Beirut Port Fire Destroyed Humanitarian Aid for Explosion Victims

Smoke rises from a fire which has broken out at the Beirut Port on September 10, 2020 in Beirut, Lebanon. The fire broke out in a structure in the city's heavily damaged port facility, the site of last month's explosion that killed more than 190 people. (Photo by Sam Tarling/Getty …
Sam Tarling/Getty Images

Residents of Beirut, Lebanon, were dismayed on Thursday to see a plume of smoke rising from their seaport only a month after a titanic explosion killed over 200 people and damaged much of the city.

The fire, which broke out in a storehouse of oil and tires in the duty-free area of the port, spread to a warehouse containing food aid donated by the Red Cross to help Lebanon recover from the August explosion.

The International Committee of the Red Cross (ICRC) warned on Thursday that its humanitarian operation in Lebanon could be “seriously disrupted” by the fire since the damaged warehouse holds thousands of food parcels and half a million liters of oil.

Firefighters said they were able to bring the blaze under control on Friday, but the political firestorm is still heating up. 

Understandably nervous residents of the city reportedly scrambled for cover when they saw the plume of smoke, fearful that another massive explosion could be imminent. The BBC reported that some people gathered their families and fled Beirut entirely when they saw the smoke.

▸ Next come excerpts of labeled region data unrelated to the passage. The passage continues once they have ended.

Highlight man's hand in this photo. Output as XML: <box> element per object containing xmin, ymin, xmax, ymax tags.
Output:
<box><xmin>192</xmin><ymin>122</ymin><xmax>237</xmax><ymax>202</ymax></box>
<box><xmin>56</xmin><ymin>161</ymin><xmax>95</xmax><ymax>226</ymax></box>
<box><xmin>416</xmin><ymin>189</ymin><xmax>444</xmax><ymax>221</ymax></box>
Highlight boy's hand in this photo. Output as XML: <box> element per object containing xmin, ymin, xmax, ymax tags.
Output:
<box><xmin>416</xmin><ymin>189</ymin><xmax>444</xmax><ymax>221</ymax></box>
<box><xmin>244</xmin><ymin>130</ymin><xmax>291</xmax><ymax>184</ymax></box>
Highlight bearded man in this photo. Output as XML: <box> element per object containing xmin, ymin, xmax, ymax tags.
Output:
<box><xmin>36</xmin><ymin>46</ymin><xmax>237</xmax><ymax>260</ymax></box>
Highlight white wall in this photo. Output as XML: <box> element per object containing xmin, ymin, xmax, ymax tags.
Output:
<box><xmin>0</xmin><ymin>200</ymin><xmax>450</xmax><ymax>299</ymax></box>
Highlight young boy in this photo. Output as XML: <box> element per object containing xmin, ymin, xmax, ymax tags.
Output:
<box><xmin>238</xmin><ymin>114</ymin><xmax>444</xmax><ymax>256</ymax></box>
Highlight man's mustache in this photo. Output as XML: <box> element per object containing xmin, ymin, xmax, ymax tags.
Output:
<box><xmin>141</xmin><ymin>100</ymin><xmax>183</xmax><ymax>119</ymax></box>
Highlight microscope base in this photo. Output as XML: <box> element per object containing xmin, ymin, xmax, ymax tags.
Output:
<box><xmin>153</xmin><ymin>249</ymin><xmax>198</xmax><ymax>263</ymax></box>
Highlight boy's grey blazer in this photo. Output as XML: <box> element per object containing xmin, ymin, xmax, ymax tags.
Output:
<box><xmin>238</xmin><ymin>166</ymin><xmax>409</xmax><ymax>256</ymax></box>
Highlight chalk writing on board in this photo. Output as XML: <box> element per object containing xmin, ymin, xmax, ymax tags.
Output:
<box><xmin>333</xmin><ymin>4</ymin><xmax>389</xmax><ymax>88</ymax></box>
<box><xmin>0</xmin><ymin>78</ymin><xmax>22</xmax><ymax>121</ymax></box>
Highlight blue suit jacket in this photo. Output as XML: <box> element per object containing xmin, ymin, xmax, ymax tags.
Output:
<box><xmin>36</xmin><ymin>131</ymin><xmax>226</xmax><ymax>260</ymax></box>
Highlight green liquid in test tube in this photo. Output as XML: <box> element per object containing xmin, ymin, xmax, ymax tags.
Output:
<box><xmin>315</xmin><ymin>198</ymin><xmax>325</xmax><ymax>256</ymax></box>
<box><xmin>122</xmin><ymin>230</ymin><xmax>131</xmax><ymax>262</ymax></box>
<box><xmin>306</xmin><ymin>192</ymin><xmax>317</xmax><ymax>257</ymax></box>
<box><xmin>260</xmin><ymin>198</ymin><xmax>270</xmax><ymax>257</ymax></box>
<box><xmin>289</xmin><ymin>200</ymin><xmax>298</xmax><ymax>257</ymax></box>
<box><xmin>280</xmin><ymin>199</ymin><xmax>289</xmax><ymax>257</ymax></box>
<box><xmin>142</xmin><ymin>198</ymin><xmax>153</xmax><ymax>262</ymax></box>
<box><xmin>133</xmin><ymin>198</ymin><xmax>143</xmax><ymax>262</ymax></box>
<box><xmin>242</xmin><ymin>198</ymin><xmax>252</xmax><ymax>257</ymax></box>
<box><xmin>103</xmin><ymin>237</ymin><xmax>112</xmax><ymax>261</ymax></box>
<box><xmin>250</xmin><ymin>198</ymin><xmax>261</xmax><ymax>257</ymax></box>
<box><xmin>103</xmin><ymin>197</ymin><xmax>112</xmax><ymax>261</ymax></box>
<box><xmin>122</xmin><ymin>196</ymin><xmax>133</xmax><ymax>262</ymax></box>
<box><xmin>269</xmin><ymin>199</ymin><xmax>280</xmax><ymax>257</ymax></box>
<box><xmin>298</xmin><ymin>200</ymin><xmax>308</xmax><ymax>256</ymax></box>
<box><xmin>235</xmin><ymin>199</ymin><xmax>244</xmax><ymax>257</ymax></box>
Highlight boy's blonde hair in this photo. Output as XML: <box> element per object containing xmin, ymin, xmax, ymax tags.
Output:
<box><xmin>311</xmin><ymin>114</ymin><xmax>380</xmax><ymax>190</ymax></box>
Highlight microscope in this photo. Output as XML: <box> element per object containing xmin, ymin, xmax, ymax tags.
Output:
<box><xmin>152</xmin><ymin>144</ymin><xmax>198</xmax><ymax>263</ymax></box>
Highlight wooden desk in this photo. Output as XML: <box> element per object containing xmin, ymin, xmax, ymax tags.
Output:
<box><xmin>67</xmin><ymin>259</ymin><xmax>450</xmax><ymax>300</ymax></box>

“For sure we were scared,” one man told the BBC. “It’s only been a month since the explosion that destroyed Beirut. We saw the same thing happening again.”

The public will not be pleased to learn that vitally-needed humanitarian aid was damaged by the fire. Anger is growing that another calamity was allowed to occur at the vitally important port, especially since the origins of the blaze – and the massive August blast, and a smaller fire at the port earlier this week – are uncertain. 

Former parliamentarian and party leader Walid Jumblat gave support on Friday to a popular theory that the fire was started to destroy evidence related to the August explosion.

“They burned evidence fearing a bold investigator with a conscience, or fearing an honest employee, and those are many in this criminal administration,” Jumblat said, vowing that the guilty parties “will not escape punishment.”

Lebanese President Michel Aoun, the only top official who did not resign after the explosion, suggested on Thursday that the fire could have been caused by negligence, a mistake, or deliberate sabotage.

“In all cases, the cause must be known as soon as possible and the perpetrators held to account,” Aoun said.

Public works minister Nichel Najjar resigned along with the rest of the Lebanese administration after the big explosion, but has not yet been replaced Najjar said on Thursday that the fire was caused by sparks thrown from a power tool during construction work.

Port of Beirut Director Bassem al-Qaisi said the fire started among some barrels of cooking oil and might have been “the result of heat or some other mistake.”

Prime Minister-designate Mustapha Adib said on Friday that the port fire was “unjustifiable” and promised an investigation.

“Accountability is an essential condition not to repeat such painful incidents,” Adib said.

The office of temporary Justice Minister Marie-Claude Najm announced on Thursday that State Prosecutor Ghassan Oueidat has been instructed to conduct “an instant and thorough investigation” of the fire, mindful of the “delicacy and seriousness of the incident.” Oueidat was ordered to personally inspect the site of the fire. Lebanon’s military police said they are also investigating the fire.